When Does Artistic Research Become Fake News? Forensic Architecture Keeps Dodging The Question

View of Lawrence Abu Hamdan’s exhibition “Earshot,” 2016, at Portikus, Frankfurt.
PHOTO HELENA SCHLICHTING/COURTESY PORTIKUS, FRANKFURT

When the Haifa-born architect Eyal Weizman was writing his dissertation about Israeli architecture on the West Bank, one of the world’s most contested and most photographed regions, he noticed that satellite imagery showed a strange settlement shaped like a banana. If a student had suggested such a plan, he told an interviewer in 2002, he would have assumed it was a joke: the layout is laughably inefficient, both maximizing traffic and minimizing pedestrian access. Eventually Weizman, working with fellow architect Rafi Segal, realized that the plan has an implicitly political effect: it both bisects a Palestinian road and partially surrounds a Palestinian settlement.

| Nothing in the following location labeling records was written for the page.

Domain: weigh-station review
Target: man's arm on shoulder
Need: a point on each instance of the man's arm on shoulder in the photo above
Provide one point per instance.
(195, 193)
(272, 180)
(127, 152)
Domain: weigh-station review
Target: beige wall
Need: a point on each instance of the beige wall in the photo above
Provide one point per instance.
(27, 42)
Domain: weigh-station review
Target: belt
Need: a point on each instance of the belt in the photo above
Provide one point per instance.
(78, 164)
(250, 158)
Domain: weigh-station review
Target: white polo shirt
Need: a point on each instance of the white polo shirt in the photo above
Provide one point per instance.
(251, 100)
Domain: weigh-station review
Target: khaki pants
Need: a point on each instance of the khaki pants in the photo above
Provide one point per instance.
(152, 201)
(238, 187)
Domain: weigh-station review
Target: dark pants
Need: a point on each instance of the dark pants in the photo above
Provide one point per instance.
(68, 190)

The two men presented this and other findings in the exhibition “A Civilian Occupation: The Politics of Israeli Architecture,” Israel’s official entry to the 2002 World Congress of Architecture in Berlin. Unsurprisingly, the show was swiftly canceled by the Israel Association of United Architects, which oversees the country’s contribution. But for Weizman—who later published the book Hollow Land: Israel’s Architecture of Occupation (2007), on this and other designs he sees as instruments of the Israeli Defense Force (IDF)—the findings were formative. He has since devoted himself to using architectural analysis to investigate human rights violations committed by states worldwide.